The Corner

Debtor Nation

From the Washington Times comes this eye-opener for a Monday morning:

As recently as 1996, America’s net debtor status was minus $456 billion. Since 1996, it has increased by more than $3 trillion, or 660 percent, as America’s 12-year cumulative trade deficit soared by $5.7 trillion.

Scary. Here’s more: Our net indebtedness spiked by well over a trillion bucks in a single year:

At the end of 2008, America’s net international investment position was minus $3.47 trillion, the Commerce Department reported Friday. That represents the difference between the value of U.S. assets owned by foreigners ($23.36 trillion) and the value of foreign assets owned by Americans ($19.89 trillion).

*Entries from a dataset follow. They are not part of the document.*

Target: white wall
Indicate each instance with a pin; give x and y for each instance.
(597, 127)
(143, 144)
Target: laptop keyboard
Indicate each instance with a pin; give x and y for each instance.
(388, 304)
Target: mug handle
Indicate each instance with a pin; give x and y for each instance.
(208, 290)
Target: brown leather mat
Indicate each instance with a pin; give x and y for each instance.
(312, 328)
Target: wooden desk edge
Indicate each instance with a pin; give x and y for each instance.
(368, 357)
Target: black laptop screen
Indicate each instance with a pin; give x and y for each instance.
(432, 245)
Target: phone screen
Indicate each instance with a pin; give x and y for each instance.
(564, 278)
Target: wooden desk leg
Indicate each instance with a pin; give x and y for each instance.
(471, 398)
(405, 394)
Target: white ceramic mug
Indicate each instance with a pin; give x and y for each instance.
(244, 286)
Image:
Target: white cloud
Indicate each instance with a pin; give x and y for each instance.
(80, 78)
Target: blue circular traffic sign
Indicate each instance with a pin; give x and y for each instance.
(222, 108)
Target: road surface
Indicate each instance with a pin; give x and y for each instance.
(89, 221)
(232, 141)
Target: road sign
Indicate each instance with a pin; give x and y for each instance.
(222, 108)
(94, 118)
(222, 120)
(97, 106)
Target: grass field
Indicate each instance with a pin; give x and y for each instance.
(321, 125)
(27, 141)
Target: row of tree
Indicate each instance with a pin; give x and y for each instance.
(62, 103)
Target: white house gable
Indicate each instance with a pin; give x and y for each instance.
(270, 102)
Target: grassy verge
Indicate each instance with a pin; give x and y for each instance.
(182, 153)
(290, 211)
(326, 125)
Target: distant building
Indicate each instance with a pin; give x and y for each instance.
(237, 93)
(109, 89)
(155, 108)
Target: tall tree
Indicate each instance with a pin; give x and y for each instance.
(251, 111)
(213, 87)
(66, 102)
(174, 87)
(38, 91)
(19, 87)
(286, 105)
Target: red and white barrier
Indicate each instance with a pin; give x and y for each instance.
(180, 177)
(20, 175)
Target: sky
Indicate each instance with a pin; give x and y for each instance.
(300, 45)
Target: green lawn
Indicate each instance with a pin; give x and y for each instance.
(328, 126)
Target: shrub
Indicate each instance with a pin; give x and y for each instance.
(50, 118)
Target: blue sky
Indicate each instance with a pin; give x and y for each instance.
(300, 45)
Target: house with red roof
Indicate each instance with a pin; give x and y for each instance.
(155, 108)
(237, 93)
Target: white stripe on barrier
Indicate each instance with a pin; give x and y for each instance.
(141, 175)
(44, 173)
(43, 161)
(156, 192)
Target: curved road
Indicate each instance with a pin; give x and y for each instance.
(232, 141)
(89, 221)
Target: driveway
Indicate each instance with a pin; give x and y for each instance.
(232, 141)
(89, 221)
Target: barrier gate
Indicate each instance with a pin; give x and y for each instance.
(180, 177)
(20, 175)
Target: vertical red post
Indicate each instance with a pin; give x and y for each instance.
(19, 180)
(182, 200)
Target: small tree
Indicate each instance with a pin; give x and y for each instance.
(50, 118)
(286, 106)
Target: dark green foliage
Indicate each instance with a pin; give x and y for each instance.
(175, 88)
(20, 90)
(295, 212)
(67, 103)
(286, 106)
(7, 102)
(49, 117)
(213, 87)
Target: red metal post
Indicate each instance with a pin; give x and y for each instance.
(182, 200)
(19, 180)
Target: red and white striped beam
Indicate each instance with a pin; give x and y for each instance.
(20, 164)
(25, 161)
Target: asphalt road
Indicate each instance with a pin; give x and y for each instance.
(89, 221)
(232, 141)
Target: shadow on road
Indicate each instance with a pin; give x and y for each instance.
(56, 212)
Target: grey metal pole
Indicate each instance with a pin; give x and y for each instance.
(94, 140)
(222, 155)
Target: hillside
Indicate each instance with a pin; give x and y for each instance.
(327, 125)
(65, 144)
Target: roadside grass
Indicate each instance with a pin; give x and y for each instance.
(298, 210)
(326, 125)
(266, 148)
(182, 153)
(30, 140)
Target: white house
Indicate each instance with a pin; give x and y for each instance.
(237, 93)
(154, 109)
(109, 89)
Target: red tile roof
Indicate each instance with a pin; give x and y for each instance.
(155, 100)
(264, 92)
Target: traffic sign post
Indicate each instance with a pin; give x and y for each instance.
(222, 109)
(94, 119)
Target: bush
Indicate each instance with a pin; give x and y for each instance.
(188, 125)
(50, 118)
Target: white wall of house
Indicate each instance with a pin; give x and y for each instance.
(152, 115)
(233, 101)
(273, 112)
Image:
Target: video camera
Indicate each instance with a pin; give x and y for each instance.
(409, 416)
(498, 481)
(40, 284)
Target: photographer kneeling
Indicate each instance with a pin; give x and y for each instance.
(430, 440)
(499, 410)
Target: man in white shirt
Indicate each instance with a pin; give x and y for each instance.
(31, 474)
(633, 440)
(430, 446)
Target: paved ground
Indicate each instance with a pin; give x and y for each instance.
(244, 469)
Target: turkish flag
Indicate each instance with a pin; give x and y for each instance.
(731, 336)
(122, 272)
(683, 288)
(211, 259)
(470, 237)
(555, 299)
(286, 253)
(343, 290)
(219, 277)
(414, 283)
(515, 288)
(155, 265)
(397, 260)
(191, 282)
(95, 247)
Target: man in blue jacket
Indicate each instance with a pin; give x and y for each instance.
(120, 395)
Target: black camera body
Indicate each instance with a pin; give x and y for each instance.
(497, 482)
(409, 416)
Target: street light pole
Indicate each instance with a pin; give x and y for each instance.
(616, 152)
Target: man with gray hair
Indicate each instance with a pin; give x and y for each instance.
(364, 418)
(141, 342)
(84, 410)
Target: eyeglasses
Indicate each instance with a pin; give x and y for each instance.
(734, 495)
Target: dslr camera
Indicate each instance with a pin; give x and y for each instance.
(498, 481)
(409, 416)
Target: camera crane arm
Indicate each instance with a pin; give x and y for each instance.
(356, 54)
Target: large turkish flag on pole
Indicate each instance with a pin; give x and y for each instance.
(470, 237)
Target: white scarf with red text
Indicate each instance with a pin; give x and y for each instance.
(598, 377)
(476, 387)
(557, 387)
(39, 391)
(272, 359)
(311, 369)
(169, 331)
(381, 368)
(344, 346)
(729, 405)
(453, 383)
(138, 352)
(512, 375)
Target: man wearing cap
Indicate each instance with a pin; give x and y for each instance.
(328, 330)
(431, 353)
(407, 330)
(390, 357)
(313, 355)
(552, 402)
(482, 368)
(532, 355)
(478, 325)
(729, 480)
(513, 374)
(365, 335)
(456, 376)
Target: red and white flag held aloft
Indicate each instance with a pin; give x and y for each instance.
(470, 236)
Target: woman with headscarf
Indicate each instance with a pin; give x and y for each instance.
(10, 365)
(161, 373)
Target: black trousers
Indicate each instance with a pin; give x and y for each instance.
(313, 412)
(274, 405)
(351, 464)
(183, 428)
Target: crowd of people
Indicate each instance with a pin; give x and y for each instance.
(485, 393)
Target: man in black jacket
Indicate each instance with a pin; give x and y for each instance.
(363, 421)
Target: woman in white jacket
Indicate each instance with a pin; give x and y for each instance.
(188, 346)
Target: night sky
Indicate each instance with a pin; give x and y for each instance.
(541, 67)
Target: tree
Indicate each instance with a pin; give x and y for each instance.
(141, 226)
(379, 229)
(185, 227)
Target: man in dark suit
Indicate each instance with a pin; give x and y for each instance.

At the end of 2007, the U.S. net international investment position was minus $2.14 trillion. Thus, America’s net indebtedness with the rest of the world increased by $1.33 trillion, or 62 percent, during 2008. It was by far the biggest annual increase in data that go back to 1976.

The bottom line:

Foreigners now hold nearly 50 percent of the federal government’s publicly held debt. If foreign investors significantly reduce their purchase of future U.S. Treasury debt securities, without even dumping their current holdings, U.S. interest rates could soar and the dollar could collapse, analysts fear. At minus $3.47 trillion, America’s net debtor status with foreigners represents nearly 25 percent of U.S. gross domestic product, the highest level in history. “Three decades of massive [trade] deficits have converted the United States from the world’s banker – able to ‘pay any price and bear any burden in the cause of freedom’ – to the world’s largest debtor, utterly dependent on China and other foreign interests,” said Charles McMillion, chief economist of Washington-based MBG Information Services.

The scariest part: Virtually all the statistics in this report reflect circumstances as of the end of 2008 — they do not factor in Obama.